As nightfall does not come at once, neither does oppression. In both instances, there's a twilight where everything remains seemingly unchanged, and it is in such twilight that we must be aware of change in the air, however slight, lest we become unwitting victims of the darkness. -- William O. Douglas

Friday, October 23, 2009

Life of Pi - my review

**Please note: this review contains spoilers**

"Life of Pi" is the story of a 16 year old boy named Piscine Patel who shortened his name to "Pi" after suffering untold taunts by his peers who jeeringly mispronounced his name and called him 'pissing.'

Pi is the son of a zoo owner in India who decides to sell off his animals after becoming disenchanted with the current political situation in his home land. Many of the animals that have been sold are in transit by cargo ship which Pi and his family are on when the ship suddenly capsizes en route to Canada where the Patel family is moving.
Pi is the only Human survivor. The ensuing story recounts two parallel stories recounting the tale of his survival during his 227 days lost at sea.

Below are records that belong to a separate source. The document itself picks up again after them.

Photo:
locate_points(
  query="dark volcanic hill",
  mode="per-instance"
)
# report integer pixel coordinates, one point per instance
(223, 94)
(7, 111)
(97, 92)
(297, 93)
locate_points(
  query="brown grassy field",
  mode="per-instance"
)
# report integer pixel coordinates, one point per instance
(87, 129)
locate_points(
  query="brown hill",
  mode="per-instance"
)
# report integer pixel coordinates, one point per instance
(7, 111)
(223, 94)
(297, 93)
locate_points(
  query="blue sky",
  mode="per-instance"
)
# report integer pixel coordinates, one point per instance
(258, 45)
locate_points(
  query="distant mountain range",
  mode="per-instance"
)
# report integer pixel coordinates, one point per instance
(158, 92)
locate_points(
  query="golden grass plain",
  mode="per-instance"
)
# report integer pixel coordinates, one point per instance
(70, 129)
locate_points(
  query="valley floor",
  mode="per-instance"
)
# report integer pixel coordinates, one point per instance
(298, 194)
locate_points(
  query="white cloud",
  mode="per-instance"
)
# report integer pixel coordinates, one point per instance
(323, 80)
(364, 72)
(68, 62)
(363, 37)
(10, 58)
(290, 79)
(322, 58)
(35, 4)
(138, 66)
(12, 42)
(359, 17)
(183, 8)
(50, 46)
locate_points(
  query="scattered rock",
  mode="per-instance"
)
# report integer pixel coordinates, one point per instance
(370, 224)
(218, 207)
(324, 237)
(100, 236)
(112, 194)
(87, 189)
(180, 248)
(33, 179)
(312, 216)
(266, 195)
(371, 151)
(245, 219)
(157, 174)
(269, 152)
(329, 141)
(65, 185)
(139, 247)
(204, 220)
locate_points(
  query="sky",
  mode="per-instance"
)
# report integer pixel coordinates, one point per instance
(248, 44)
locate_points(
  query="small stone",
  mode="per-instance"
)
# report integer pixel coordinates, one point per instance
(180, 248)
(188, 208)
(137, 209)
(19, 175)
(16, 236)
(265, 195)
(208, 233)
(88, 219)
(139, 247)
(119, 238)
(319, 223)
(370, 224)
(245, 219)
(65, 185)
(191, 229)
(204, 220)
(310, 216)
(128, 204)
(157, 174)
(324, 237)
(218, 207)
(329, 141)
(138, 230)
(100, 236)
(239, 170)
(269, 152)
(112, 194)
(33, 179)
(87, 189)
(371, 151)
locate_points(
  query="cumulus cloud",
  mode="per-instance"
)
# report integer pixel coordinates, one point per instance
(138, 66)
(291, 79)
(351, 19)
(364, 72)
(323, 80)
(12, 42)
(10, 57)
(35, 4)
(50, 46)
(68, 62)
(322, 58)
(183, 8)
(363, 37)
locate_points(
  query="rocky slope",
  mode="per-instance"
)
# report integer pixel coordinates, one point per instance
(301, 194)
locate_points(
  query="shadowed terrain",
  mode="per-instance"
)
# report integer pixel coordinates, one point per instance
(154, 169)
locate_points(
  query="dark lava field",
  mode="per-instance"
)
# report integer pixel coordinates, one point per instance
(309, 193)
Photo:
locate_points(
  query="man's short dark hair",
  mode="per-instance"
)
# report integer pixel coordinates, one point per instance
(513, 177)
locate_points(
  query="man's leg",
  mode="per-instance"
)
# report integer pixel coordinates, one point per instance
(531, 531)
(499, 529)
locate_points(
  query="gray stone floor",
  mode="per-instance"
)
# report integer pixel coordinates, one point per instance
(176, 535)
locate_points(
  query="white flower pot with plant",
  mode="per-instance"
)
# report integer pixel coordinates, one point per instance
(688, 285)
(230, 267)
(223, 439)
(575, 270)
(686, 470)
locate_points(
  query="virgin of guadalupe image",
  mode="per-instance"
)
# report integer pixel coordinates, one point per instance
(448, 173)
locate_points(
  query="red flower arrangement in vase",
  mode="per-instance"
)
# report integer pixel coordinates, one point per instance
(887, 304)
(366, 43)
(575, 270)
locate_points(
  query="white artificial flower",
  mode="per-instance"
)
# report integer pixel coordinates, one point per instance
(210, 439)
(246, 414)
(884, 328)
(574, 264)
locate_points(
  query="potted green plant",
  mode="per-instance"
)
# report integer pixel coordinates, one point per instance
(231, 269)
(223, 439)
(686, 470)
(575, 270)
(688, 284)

The longer story is about how he is accompanied by a Bengal tiger (named Richard Parker), a zebra, a hyena, an orangutan and a rat.

The shorter one is one of tragedy where he witnesses the murder of his mother.
The conclusion is left to the reader to decide. The story involving the animals is highly detailed so it is difficult to discount, However, it is also so incredible that it is difficult to believe.

There is a difference between prevarication - the act of lying and confabulation - the act of making a story up as it is being told. While my experience has shown me that when people do not tell the truth and moreover, when they choose to tell a lie, the good ones tend to mix the truth with the lie. Thus when any semblance of the truth is presented, it tends to lend credence to the lie as well. As a result, I have found that when it is mixed together, when you buy the truth you also accept the lie.

Thinking about Pi, I am left to wonder whether the entire elaborate story is nothing more than his psychological attempt to erase the trauma of watching his mother murdered and cannibalized. Most people never been in a life and death situation which required them to consume another Human's flesh - and in Pi's case, his own mother's flesh. But I would consider it entirely logical that, it might be a terror of unimagined proportions to deal with such a reality while either at sea as Pi was or once he was rescued.

To that end, I find myself wanting to believe the first story but dreading the thought that the confabulation is Pi's attempt to explain something his consciousness has forced him to forget.
This is a fascinating story that I never imagined could or would happen and I commend Yan Martel for doing such an artful job of telling it.

It is the kind of story that makes you want to keep reading and the second story only comes at the end so it hits you in the gut when you begin to imagine the possibility of it even being true.
The second story's introduction so late in the book is a major shock and I think the first story could have easily been sufficient.

Ultimately, the conclusion is left for the reader to decide. Like it or not, the chosen conclusion will be the determinant as to whether the reader is an optimist or a pessimist, a pragmatist versus realist. Personally, I keep jumping back and forth. I'll probably have to read it all over again.

Never the less, having read the book to its conclusion, I am left wondering; is it prevarication or confabulation?
I believe that is what good fiction should do so, I wouldn't change a thing.